The $10,000 awards will enable both students to return to their native countries this summer to improve their communities. Dinh will go back to her hometown in Vietnam to implement a waste-management project, while Lee will establish a peer-mentorship program for refugees and local students in Hong Kong. 

“As an international student in the United States, I always think about how I can use my resources and my opportunity here to positively impact the life of the people in my hometown,” said Dinh, a Presidential Scholar, double majoring in government and economics. “That’s how I came up with the idea and applied for the project.”

Projects for Peace emerged from the vision of philanthropist Kathryn W. Davis and was launched on the occasion of her 100th birthday in 2007. The initiative, open to all undergraduates at the partner schools of the Davis UWC Scholars Program, challenges students to initiate summer projects that tackle causes of conflict and contribute to creating lasting peace. Since its founding, the grants have supported hundreds of projects in more than 100 countries.

Dinh comes from An Le Village in southeast Vietnam. With 2,000 households, the village economy is based on agricultural production, mostly rice. Among the producers are Dinh’s grandparents, whose experiences guided her Davis project. 

Over the years, environmental pollution has worsened and increasingly threatened her family’s livelihood. Dinh researched the issue and identified a part of the problem that she could tackle: organic waste. 

In the absence of a management system, her village’s solid organic waste has been buried underground and contaminated the water reservoirs that crops depend on. “It can become a health hazard, and a lot of people are not aware of that,” she said. “Or even if they’re aware, they’re not sure how to deal with it.” 

With the grant, Dinh will implement a waste-management system to combat environmental pollution, and she will assist with farming needs. Her goal is to collect organic waste, such as leftover food, stems, and branches, and turn them into fertilizer, which will be available for purchase at a fraction of the market price. 

“A lot of countries successfully implemented this,” said Dinh, “such attempts in Vietnam have been scarce because of problems such as inadequate waste classification and high cost of maintenance.”

But in this small village, where people know and support each other, Dinh believes they can collectively overcome those obstacles and make her project a success. She hopes it becomes an example for the rest of the country.

“I’m very confident that I can persuade people to participate in the project,” she said. “I hope that they see the importance of caring about water, environmental pollution, and start to implement a simple measure in their life to improve the quality of the environment.” 

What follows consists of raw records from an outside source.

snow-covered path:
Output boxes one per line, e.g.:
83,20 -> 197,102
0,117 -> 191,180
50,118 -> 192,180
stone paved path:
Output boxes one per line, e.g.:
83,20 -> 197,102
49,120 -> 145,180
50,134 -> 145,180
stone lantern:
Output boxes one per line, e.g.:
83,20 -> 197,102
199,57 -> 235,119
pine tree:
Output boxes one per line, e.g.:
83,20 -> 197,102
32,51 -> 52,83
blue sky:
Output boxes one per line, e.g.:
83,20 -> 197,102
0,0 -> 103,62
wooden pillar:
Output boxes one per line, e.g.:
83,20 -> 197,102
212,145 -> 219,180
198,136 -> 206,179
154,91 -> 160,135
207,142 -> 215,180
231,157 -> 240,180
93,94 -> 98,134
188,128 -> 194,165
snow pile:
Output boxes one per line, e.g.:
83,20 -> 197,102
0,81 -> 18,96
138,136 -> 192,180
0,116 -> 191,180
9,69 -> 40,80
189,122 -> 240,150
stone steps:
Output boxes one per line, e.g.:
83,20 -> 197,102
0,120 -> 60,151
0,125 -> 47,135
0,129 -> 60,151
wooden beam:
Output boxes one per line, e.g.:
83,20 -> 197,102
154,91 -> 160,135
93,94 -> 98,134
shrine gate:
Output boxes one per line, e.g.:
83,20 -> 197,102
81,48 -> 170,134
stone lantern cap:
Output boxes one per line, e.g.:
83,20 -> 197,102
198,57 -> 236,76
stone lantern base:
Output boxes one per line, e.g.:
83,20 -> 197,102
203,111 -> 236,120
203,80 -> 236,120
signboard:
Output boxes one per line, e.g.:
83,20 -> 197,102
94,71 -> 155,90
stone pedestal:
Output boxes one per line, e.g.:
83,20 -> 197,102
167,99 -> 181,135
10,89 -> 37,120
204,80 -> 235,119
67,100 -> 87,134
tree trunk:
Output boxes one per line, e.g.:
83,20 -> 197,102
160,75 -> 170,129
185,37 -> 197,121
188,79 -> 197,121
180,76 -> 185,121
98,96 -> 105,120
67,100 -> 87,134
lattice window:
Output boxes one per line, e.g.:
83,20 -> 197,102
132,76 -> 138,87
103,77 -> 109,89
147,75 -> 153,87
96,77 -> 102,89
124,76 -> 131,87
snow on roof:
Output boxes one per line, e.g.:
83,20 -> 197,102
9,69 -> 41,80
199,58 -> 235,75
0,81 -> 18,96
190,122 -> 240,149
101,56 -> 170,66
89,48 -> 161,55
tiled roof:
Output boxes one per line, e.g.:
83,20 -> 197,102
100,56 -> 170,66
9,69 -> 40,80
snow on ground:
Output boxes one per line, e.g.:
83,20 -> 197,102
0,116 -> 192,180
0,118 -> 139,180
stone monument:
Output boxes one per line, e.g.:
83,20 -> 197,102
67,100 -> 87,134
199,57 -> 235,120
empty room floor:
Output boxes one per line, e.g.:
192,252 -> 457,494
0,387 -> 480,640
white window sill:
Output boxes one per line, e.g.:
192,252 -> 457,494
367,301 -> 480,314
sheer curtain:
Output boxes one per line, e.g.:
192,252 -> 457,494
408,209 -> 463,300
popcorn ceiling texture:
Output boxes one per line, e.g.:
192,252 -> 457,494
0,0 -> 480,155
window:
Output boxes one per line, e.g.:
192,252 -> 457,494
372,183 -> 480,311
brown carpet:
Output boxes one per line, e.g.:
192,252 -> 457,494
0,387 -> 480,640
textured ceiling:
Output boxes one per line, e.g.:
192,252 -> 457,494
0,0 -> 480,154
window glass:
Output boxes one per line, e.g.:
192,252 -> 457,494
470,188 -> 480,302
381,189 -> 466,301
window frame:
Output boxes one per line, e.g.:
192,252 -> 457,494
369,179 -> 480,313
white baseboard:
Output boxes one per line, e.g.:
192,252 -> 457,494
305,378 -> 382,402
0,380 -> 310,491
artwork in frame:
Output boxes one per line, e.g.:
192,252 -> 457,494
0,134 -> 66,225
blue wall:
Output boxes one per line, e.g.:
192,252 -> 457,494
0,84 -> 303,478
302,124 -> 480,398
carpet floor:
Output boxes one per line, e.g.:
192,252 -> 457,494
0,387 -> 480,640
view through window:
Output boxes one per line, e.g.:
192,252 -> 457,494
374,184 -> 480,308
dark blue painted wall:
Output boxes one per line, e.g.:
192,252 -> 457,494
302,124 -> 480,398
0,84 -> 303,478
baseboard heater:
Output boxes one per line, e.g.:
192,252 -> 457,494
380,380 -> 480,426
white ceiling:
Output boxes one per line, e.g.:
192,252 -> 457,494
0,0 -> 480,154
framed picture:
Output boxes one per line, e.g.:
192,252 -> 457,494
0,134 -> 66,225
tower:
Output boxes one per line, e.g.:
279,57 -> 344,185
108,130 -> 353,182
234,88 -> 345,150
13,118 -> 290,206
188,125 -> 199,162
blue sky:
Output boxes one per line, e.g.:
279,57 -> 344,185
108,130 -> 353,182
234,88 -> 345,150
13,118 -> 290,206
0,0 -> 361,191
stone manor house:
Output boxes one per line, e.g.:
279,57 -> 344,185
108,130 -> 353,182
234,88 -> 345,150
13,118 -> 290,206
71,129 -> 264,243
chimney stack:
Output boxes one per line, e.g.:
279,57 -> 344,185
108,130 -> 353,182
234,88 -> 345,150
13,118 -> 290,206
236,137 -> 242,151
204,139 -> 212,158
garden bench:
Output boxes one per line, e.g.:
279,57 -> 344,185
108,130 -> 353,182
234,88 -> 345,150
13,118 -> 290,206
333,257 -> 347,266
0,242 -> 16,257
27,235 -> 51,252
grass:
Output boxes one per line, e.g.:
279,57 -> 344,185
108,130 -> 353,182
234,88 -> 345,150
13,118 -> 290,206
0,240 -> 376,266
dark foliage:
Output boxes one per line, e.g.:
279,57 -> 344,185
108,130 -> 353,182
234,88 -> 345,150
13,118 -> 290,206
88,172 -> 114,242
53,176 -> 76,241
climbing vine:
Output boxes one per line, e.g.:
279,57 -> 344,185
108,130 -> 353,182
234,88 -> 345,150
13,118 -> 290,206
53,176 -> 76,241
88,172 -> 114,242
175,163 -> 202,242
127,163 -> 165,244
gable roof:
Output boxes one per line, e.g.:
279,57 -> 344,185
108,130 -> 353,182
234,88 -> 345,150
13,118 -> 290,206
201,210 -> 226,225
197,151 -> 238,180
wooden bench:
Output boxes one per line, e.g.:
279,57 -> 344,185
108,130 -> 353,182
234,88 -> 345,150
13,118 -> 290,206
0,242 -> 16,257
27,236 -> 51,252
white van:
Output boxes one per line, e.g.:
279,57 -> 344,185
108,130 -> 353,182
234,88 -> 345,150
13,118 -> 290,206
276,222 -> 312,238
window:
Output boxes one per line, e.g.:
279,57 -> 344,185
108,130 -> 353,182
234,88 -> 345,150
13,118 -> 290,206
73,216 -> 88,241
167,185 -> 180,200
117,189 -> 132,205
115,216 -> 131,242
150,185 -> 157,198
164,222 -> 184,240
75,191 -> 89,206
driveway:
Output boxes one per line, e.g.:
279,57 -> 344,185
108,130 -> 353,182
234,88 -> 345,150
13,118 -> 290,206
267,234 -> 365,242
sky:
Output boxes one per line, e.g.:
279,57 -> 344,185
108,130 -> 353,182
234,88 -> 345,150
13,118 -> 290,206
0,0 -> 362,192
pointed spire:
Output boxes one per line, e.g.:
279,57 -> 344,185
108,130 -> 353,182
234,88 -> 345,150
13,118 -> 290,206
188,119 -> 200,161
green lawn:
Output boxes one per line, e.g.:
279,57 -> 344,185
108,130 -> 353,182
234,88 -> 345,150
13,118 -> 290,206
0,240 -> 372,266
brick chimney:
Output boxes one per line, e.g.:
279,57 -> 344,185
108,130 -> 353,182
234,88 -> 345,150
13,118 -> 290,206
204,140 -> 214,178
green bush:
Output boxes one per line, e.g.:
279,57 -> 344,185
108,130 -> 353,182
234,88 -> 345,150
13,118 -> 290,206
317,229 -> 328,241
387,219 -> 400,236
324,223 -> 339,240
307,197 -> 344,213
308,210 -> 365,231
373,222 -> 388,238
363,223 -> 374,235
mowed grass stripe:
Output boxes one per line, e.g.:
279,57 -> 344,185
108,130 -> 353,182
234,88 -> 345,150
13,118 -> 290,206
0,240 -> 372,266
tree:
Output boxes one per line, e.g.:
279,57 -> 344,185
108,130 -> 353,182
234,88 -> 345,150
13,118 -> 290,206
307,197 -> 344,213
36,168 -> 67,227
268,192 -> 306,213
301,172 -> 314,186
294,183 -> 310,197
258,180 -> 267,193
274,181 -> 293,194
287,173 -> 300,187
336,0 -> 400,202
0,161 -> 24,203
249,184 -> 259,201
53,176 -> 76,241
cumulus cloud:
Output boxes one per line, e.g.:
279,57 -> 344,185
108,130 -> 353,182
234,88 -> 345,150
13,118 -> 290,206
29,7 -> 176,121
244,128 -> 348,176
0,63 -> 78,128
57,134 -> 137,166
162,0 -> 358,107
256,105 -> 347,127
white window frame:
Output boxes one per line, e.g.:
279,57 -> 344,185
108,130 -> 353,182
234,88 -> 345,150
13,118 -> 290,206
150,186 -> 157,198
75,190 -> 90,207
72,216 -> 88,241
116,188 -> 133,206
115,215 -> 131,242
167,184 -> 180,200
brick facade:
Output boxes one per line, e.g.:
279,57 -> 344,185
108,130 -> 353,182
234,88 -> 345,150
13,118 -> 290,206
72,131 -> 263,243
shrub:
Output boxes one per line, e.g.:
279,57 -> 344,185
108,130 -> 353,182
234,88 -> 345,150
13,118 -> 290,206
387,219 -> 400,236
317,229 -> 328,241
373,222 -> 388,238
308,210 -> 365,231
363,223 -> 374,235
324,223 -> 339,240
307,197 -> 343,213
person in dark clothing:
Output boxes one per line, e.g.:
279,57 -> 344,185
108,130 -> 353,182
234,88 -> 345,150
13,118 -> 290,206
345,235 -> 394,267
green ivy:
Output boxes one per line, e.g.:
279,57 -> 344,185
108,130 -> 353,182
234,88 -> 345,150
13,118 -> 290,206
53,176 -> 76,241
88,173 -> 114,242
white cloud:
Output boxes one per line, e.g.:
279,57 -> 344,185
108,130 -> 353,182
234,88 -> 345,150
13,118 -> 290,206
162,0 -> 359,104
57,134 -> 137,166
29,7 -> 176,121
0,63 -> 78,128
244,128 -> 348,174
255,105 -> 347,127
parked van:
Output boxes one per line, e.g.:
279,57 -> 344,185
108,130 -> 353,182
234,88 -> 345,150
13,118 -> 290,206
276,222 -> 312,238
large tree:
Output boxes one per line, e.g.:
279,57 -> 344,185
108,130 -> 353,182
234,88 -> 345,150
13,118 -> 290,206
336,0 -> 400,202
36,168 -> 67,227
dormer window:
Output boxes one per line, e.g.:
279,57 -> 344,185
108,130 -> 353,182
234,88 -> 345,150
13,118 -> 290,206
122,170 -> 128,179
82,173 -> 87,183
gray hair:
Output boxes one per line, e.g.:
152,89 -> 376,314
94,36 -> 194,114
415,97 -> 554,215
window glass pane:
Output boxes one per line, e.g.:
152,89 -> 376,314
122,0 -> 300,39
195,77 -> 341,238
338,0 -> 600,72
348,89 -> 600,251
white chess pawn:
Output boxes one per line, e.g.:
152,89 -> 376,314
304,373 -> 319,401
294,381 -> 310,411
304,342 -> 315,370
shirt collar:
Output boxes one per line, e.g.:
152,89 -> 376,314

Tackling Racism in Hong Kong 

Colby’s other winner, Erica Lee ’24, also wants to make a small change in her community that could yield big results.

Lee was inspired by the United World Colleges (UWC), a group of schools around the globe with the mission of fostering world peace and a sustainable future through education. 

In 2017 Lee participated in a diversity summit at Li Po Chun UWC of Hong Kong, where she learned about issues involving ethnic minorities and stereotypes. This experience led her to start Eridanus, an organization aimed to build relationships between local students and ethnic minorities in Hong Kong. But becoming involved in the community made her realize that while numerous organizations cater to ethnic minorities, only a few exist for refugees. “Their voices are not being heard,” she said. 

She will use the Davis grant to revamp Eridanus under a new name, FlippED. This renewed program will match local high schoolers with their refugee peers to enable cultural exchange, mentorship, and language support. “I want to create lifelong friendships,” she said. 

“It’s important to create an environment that is inclusive because I personally have experience on how local school students have some bad stereotypes against specific individuals just because of their nationality, race, or color,” said Lee, a Davis UWC scholar double-majoring in sociology and economics and minoring in data science at Colby. “After going to UWC, I feel like this should not be happening, especially in Hong Kong, which we say is an international city.”

In the future, she wants to expand the program to reach beyond students and involve human rights organizations and possibly government officials to raise awareness on refugee rights and needs as well as to create an inclusive and open-minded society. “I’m really interested in human rights issues,” she said, “and specifically refugees.”